Once you enter the second act and possess another conveniently placed hero statue, you're greeted with dark, dingy, dripping caves. The level is filled with slithering slugs, demon statues shooting fireballs, Lion Facades dropping magic murder balls down walls, dagger throwing imps and sword-weilding skeleton dinosaurs. The music here is a brass- and woodwind-filled piece. It evokes a feeling of mystery, claustrophobia, and vague sense of unease with its short, punctuated notes. It's quite understated and the melody is haunting.
At the end of Fillmore Act 2, you fight a big-ass minotaur that hurls ethereal axes and jumps around everywhere while a trippy space-warping background tries to distract you. It's not fun. And this is the easiest Act 2 boss in the game!
It's tempting to go track-by-track because everything is just so good, but I'm only gonna mention 2 more and then I'll be done.
First up is the music you'll first encounter on your trip to the second region, Bloodpool.
Continuing with the amazing orchestral soundtrack, this piece is completely in your face with its intensity. This song lets you know that shit's real and you need to move, move, move. There's a sense of urgency and real danger in its blasting brass lead and driving beat. It also wouldn't be out of place in a Star Wars flick. This song is probably the second most common one you'll hear, as it is used in several of the action levels (Fillmore Act 2 is used a lot, too).
The final piece I want to touch on is a huge step back in intensity from all the action sequences. In one of the regions you'll be responsible for managing, the people discover music. They give you, their God, this music as a gift.
This is a song I could listen to for hours. It's a beautiful string piece, calm, reassuring, and a little bit sad. It's the kind of song that would work perfectly as a music box. The gift of music that you are given is actually used in a town you saved previously when its citizens become angry and hostile, reusing to work. The music calms their anger and the people are once again happy. This may be my favorite piece in the entire soundtrack, short as it is.
Well, there it is. Some of the highlights of the phenomenal ActRaiser OST. There are more stunning songs int eh game. Northwall's Act 1 is a good one as well. I didn't really focus on the boss music as, while great, it's not anything that would stand out from a lot of boss battle music in games of the era. If you're interested in hearing the rest of the tracks, here's a handy YouTube playlist!
And you know what? Here's a bonus! Remember how, at the beginning, I mentioned Yuzo Koshiro being known for composing everything on an old Yamaha keyboard? Well, it applies to ActRaiser, too! Here's an album of his original compositions, including some that weren't in the original game! Hearing what some of these songs could have sounded like on the Sega Genesis is a trip.

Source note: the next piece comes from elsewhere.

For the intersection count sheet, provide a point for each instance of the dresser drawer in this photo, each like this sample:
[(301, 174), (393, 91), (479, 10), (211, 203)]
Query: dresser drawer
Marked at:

Finally, I promised you all a sweet cover. There are so many good ones that I could showcase, but I'm gonna go with my personal favorite. Teddy's Bread by Stemage and chunkstyle (of Metroid Metal internet fame):
And that's it! I hope this long-ass read got you interested in checking out the soundtracks of some quality games yourselves or at least inspired you to appreciate what the composers of these games have done. Sure, throwing on a Spotify playlist is great, but there's some truly amazing stuff right in that wonderful console of yours!
What do you all think? Is this a series you'd be interested in me continuing? Do you have any favorite game soundtracks? If you do, let me know! I love talking about VGM!